DURP - eZine from the progressive ocean

Interview

Instrumentalalben sind oft geprägt von purer Selbstverliebtheit – auch wenn es natürlich keiner zugibt. Trotzdem hat man häufig des Gefühl, es ginge den Künstlern überhaupt nicht darum, Songs zu schreiben, sondern dem Hörer – und vor allem den Kollegen – zu demonstrieren, wie technisch versiert man doch ist. Scott Rockenfield – den meisten Lesern sicher bekannt als Drummer von Queensryche – und Paul Speer beweisen mit "Hells Canyon" dass es auch anders geht.

Renald Mienert fragte Paul Speer nach Einzelheiten.

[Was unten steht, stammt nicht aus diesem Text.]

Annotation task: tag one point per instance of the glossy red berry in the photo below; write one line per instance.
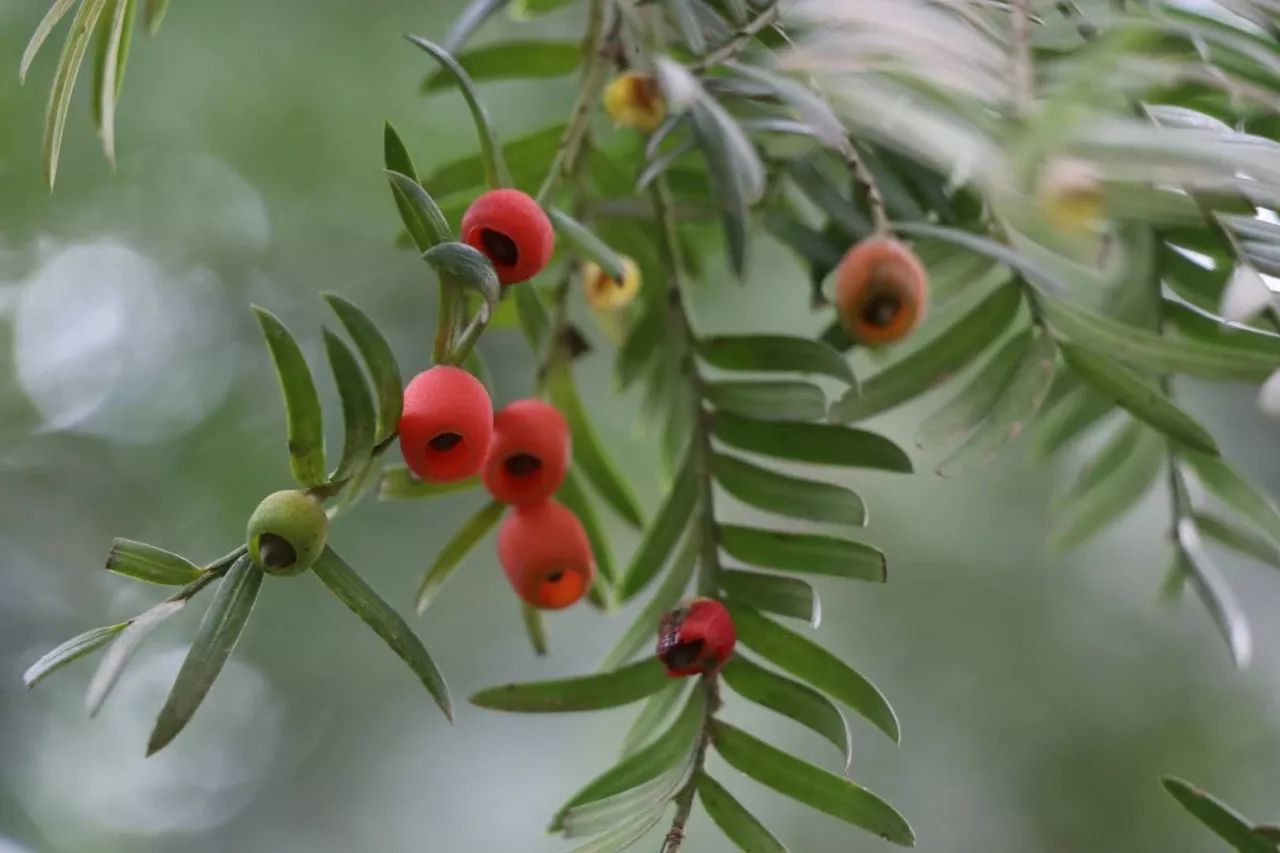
(447, 424)
(881, 291)
(545, 553)
(529, 454)
(512, 231)
(696, 637)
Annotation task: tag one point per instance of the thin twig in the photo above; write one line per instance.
(737, 41)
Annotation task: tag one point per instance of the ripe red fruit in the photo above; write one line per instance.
(545, 553)
(696, 637)
(512, 232)
(881, 291)
(529, 454)
(447, 424)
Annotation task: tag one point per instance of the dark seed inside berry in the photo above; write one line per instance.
(444, 442)
(681, 655)
(275, 551)
(522, 464)
(499, 247)
(881, 310)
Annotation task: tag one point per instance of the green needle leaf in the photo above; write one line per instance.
(302, 411)
(818, 443)
(455, 551)
(357, 407)
(72, 649)
(814, 787)
(790, 496)
(737, 824)
(935, 361)
(379, 360)
(775, 352)
(1216, 816)
(365, 602)
(122, 651)
(142, 561)
(64, 81)
(583, 693)
(215, 638)
(586, 245)
(791, 699)
(814, 665)
(768, 400)
(494, 167)
(589, 451)
(1141, 397)
(805, 552)
(772, 594)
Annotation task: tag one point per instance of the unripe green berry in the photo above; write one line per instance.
(287, 532)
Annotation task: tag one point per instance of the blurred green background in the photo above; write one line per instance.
(1040, 698)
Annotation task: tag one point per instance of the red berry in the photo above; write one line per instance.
(881, 291)
(447, 424)
(545, 555)
(696, 637)
(512, 231)
(529, 454)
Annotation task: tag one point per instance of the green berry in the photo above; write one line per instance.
(287, 532)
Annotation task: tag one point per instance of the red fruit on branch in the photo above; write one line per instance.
(529, 454)
(696, 637)
(446, 425)
(512, 232)
(881, 291)
(545, 553)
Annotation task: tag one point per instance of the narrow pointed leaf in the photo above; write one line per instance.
(818, 443)
(791, 699)
(1226, 484)
(1141, 397)
(1214, 592)
(147, 562)
(775, 352)
(72, 649)
(969, 407)
(64, 82)
(772, 594)
(490, 151)
(589, 451)
(305, 422)
(654, 712)
(56, 12)
(666, 752)
(1238, 538)
(455, 551)
(357, 407)
(673, 516)
(935, 361)
(1152, 352)
(737, 824)
(122, 651)
(584, 693)
(391, 626)
(1216, 816)
(379, 360)
(215, 638)
(814, 665)
(400, 484)
(586, 245)
(522, 59)
(644, 629)
(804, 552)
(810, 785)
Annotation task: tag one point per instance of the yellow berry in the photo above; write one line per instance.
(635, 100)
(604, 293)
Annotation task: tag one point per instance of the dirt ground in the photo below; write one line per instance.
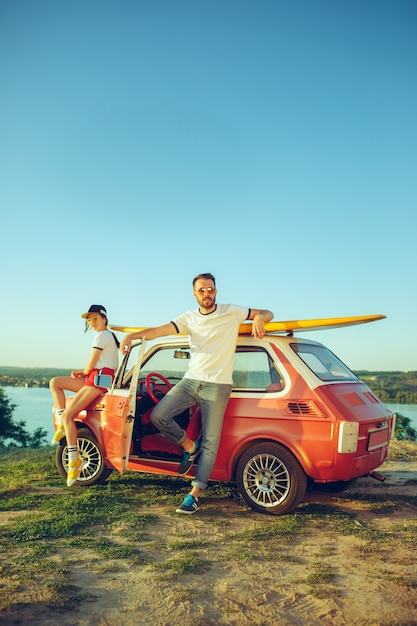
(369, 576)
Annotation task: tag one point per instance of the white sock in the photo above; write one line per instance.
(72, 454)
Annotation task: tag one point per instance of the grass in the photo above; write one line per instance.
(46, 530)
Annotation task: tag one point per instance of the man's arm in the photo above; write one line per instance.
(259, 317)
(147, 333)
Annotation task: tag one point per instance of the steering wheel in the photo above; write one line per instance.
(149, 384)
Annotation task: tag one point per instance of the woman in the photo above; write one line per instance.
(103, 359)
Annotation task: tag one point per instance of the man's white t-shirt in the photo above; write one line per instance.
(213, 339)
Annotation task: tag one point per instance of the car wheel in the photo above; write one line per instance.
(94, 471)
(270, 479)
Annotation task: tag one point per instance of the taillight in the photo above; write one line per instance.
(348, 437)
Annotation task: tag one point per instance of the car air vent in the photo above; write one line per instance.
(302, 407)
(370, 396)
(353, 399)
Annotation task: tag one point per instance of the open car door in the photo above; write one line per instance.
(118, 417)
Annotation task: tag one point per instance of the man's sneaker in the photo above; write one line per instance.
(189, 506)
(73, 472)
(188, 458)
(59, 434)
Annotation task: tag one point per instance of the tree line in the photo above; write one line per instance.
(390, 387)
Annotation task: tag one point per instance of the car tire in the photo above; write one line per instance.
(94, 471)
(270, 479)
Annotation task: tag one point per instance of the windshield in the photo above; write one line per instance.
(323, 363)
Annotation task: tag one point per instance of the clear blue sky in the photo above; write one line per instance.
(272, 143)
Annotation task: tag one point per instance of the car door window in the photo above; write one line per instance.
(254, 370)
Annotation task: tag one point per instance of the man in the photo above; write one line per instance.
(213, 330)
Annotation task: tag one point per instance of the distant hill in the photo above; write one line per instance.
(391, 387)
(29, 376)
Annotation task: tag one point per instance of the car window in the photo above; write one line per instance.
(323, 362)
(253, 367)
(171, 362)
(255, 370)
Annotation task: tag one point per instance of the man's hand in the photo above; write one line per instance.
(258, 327)
(126, 344)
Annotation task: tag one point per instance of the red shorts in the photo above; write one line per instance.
(89, 379)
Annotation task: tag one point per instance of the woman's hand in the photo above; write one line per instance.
(78, 374)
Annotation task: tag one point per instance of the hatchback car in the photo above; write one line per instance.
(296, 416)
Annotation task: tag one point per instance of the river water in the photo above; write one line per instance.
(34, 406)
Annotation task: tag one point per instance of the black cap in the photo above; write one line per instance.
(95, 308)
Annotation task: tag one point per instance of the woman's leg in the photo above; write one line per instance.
(80, 401)
(57, 386)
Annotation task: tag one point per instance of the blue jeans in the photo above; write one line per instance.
(212, 399)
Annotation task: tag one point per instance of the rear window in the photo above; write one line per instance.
(323, 363)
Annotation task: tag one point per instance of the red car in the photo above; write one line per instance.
(296, 415)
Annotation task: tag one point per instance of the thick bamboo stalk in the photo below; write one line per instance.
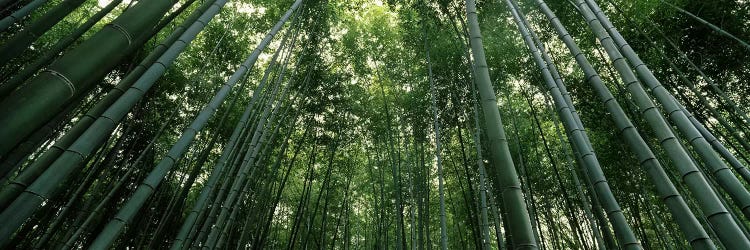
(506, 179)
(6, 22)
(21, 40)
(47, 184)
(73, 74)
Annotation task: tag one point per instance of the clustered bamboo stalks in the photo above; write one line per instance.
(80, 169)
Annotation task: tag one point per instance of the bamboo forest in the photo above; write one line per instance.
(374, 124)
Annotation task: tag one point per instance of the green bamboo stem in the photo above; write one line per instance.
(27, 71)
(623, 232)
(69, 243)
(47, 184)
(718, 169)
(42, 163)
(669, 194)
(717, 214)
(73, 74)
(506, 176)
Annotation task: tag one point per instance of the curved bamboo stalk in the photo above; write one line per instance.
(42, 163)
(47, 184)
(74, 73)
(506, 179)
(688, 223)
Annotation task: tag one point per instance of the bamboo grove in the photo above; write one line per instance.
(328, 124)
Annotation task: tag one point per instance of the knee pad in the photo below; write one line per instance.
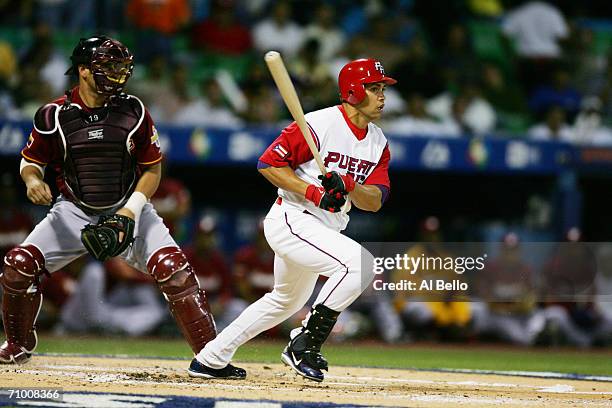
(22, 298)
(187, 302)
(172, 272)
(166, 262)
(22, 267)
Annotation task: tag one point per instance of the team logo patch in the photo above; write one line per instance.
(96, 134)
(280, 150)
(155, 137)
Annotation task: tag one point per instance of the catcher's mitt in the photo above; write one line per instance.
(102, 239)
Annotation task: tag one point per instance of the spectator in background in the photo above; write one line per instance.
(603, 300)
(604, 91)
(417, 72)
(42, 57)
(209, 108)
(379, 39)
(221, 32)
(588, 68)
(15, 223)
(417, 122)
(568, 292)
(111, 297)
(154, 85)
(468, 109)
(176, 97)
(71, 15)
(537, 29)
(553, 128)
(457, 56)
(323, 29)
(156, 22)
(279, 32)
(8, 79)
(559, 93)
(32, 92)
(444, 312)
(263, 105)
(311, 74)
(507, 288)
(588, 129)
(213, 272)
(505, 97)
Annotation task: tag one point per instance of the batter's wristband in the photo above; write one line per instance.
(312, 194)
(349, 183)
(136, 203)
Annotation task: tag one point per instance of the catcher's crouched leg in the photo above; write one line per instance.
(187, 302)
(20, 303)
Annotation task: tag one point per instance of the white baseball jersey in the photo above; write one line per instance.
(306, 239)
(340, 150)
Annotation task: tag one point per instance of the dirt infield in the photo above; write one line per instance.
(343, 385)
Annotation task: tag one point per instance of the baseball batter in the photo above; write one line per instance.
(303, 226)
(105, 150)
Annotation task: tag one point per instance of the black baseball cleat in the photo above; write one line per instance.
(229, 372)
(297, 362)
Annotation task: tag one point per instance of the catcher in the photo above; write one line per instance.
(104, 147)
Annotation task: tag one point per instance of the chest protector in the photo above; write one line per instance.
(98, 166)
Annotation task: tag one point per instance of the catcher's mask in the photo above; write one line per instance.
(110, 62)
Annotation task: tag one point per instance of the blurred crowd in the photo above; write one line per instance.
(562, 298)
(491, 67)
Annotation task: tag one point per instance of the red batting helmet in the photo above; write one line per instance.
(355, 74)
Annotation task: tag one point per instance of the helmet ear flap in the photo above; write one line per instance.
(356, 94)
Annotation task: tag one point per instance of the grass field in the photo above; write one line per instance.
(421, 356)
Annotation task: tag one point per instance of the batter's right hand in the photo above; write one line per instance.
(329, 202)
(39, 192)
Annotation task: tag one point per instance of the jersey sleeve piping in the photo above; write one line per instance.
(32, 160)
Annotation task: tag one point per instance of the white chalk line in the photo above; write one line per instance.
(367, 380)
(68, 371)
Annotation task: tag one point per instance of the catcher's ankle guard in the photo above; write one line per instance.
(308, 343)
(187, 302)
(22, 297)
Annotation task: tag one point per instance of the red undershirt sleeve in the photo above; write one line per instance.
(289, 149)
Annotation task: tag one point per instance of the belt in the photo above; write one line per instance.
(279, 201)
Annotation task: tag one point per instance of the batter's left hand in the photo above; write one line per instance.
(128, 213)
(334, 182)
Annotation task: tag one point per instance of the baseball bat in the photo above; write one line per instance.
(287, 90)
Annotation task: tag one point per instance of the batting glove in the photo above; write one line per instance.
(329, 202)
(334, 182)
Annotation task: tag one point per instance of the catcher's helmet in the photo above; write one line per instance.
(109, 60)
(355, 74)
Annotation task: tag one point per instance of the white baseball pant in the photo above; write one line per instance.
(305, 248)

Paul Speer ist einer der Künstler, die eher im Hintergrund agieren. Dabei hat er schon als Kind angefangen, gemeinsam mit seinen Geschwistern in einer Band zu spielen – damals war er gerade mal elf Jahre alt. Später verschlug es den in Idaho geborenen Künstler noch Los Angeles, wo er seine Liebe zum Job eines Produzenten entdeckte. Gerade auf diesem Gebiet hat Paul es zu einer wahren Perfektion gebracht, die sich in zahlreichen Auszeichnungen widerspiegelt – aber darüber hinaus wird er auch immer wieder als Musiker aktiv, und das nicht weniger schlecht, wie "Hells Canyon" zeigt.


Meine Heimat ist nicht weit entfernt vom Hells Canyon. Als ich diesen Ort einmal besuchte, wurde mir so richtig bewusst, wieviele historischer Ereignisse mit diesem Platz verknüpft sind und diese Erkenntnis inspirierte mich. Ich sprach mit Scott über die Idee für dieses Album – über diese Legenden und Geschichten - und ihm gefiel sie auch.

Aber "Hells Canyon" ist nicht die erste Zusammenarbeit dieser beiden Künstler.

Ein Freund machte uns 1993 miteinander bekannt, das war in Seattle während eines Konzertes von Tangerine Dream.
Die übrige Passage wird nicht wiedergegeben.